For patients presenting with retinal hemorrhage at initial diagnosis, in addition to evaluating blood glucose, blood pressure, and hemodynamic parameters, routine blood tests should be incorporated into standard screening. If hematological abnormalities are detected, prompt consultation with hematologists for leukemia diagnosis and fundus examination for grading and treatment initiation are essential. Follow-up at three months revealed that disease severity could be influenced by external factors such as chemotherapy, transplantation, and postoperative complications. Chemotherapy suppresses normal stem cell and mature blood cell proliferation in the bone marrow, while post-transplant hematopoietic recovery typically takes up to three years. Therefore, intensified monitoring is recommended during predictable systemic changes to detect disease progression early and implement timely interventions. Caution should be exercised with invasive procedures such as fluorescein angiography or surgical interventions to prevent life-threatening infections. Overall, after disease grading and targeted treatment, patients exhibited varying degrees of visual improvement, closely tied to their overall systemic health status.

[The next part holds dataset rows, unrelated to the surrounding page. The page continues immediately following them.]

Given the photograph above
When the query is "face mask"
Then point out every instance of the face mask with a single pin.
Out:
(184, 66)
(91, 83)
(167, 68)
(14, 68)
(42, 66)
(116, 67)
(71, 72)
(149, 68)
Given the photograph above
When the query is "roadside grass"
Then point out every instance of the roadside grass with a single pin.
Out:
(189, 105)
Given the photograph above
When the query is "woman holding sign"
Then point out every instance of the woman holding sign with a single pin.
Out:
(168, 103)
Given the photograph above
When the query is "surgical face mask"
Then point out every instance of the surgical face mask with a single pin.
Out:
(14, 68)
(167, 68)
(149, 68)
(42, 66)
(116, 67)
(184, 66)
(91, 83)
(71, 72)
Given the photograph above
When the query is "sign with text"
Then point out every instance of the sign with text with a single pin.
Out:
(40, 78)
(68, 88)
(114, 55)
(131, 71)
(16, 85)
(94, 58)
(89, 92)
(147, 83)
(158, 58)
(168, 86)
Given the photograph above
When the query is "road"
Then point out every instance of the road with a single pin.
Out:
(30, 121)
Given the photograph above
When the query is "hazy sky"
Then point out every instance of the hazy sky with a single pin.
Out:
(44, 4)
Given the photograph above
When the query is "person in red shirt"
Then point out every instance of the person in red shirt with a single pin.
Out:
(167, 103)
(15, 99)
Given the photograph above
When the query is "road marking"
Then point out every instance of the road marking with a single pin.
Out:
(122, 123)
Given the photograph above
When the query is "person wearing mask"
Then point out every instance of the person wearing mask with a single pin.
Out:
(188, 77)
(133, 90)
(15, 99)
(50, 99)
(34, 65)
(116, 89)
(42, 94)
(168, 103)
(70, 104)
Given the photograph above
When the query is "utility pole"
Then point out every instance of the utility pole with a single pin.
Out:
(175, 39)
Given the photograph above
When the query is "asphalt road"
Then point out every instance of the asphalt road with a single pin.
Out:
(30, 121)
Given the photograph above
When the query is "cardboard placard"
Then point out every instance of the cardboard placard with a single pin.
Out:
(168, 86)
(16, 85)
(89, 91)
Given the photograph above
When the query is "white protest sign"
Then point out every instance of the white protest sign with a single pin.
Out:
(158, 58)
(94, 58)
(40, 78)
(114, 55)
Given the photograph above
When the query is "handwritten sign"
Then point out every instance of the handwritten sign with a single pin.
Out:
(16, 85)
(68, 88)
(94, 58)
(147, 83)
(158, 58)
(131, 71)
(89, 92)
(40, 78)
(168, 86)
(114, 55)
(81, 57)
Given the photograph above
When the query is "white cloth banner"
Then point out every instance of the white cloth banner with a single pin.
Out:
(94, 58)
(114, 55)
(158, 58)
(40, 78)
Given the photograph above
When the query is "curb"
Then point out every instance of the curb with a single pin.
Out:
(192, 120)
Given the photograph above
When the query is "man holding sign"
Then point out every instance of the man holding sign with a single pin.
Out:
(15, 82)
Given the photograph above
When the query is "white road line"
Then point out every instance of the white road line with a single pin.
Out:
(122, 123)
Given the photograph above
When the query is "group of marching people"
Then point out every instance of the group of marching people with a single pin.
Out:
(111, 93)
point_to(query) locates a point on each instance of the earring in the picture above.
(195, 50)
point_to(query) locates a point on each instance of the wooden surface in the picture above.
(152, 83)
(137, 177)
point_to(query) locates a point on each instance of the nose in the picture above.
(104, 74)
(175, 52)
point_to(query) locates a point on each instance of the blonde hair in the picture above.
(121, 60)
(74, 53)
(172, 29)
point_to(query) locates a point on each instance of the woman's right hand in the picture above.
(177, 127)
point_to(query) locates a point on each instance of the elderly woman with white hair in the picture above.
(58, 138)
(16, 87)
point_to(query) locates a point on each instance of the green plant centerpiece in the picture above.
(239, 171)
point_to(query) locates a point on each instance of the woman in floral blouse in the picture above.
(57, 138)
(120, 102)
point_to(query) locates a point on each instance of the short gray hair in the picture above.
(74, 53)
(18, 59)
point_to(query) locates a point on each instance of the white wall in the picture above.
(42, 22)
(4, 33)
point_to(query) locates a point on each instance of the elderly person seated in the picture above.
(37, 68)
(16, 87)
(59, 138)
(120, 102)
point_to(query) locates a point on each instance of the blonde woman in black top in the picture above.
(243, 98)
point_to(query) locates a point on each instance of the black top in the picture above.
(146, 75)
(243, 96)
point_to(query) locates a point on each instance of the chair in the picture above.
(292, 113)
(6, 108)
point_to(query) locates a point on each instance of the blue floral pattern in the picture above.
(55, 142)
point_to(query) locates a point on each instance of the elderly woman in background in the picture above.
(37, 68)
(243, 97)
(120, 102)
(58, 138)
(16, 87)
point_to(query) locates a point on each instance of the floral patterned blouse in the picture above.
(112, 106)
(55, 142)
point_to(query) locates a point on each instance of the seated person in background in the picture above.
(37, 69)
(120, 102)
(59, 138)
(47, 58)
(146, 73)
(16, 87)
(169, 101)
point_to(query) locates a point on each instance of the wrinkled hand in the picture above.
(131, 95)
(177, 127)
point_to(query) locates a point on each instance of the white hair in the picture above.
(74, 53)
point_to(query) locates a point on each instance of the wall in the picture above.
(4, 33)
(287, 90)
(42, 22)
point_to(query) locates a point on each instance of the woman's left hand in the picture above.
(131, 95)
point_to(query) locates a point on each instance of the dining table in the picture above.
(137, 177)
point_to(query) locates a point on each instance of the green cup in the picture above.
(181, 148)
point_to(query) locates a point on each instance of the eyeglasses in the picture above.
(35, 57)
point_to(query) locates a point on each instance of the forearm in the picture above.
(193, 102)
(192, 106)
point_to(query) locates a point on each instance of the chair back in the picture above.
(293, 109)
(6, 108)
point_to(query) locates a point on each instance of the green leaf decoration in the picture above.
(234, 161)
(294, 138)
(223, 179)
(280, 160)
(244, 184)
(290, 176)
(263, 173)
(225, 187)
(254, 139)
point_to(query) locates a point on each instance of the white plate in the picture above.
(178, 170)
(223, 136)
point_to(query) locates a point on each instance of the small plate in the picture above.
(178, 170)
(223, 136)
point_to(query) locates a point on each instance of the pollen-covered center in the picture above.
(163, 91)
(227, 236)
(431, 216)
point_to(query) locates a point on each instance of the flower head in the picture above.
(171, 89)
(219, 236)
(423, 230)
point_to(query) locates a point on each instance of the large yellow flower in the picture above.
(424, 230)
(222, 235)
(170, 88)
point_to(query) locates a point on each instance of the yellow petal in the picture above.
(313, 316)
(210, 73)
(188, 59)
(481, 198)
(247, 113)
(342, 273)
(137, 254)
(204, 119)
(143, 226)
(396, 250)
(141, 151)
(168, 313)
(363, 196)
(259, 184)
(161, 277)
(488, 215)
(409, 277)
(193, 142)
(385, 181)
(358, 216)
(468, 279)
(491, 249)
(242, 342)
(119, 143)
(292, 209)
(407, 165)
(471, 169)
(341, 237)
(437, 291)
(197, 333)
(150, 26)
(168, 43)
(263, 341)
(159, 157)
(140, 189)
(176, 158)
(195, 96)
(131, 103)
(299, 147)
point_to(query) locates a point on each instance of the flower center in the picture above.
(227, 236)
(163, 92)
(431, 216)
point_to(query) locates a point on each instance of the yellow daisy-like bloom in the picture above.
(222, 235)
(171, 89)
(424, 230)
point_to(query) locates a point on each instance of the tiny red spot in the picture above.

This study has several limitations. First, it is a retrospective single-center study, limiting generalizability. Future multicenter collaborations are needed to enhance the robustness of findings. Second, selection bias may exist, as the study included patients with relatively stable systemic conditions who could cooperate with examinations. Critically ill patients with rapid disease progression were often excluded, possibly underestimating the actual prevalence of fundus abnormalities. Third, disease grading relied on the clinical judgment of observers, introducing some subjectivity. In this study, two experienced ophthalmologists independently graded the fundus findings, with discrepancies resolved by a senior specialist to minimize error. Lastly, the sample size was relatively small, limiting the ability to account for confounding variables such as age, leukemia subtype, and disease stage. Future studies should further refine these variables to obtain more objective results.

Conclusion

Leukemia-related ocular changes are still underexplored in China. This study suggests that all acute leukemia patients should undergo mandatory ophthalmologic screening at diagnosis. The progression of ocular involvement is closely tied to blood cell levels and can affect vision, providing valuable insight into prognosis. Ophthalmologists should work closely with hematologists to monitor and manage ocular changes in leukemia patients.

Ethics Statement

The study was approved by the Beijing Friendship Hospital’s ethics committee (No: MR-11-24-055292) and conducted in accordance with the ethical principles of the Declaration of Helsinki. Written informed consent was obtained from all participants.

Disclosure

The authors report no conflicts of interest in this work.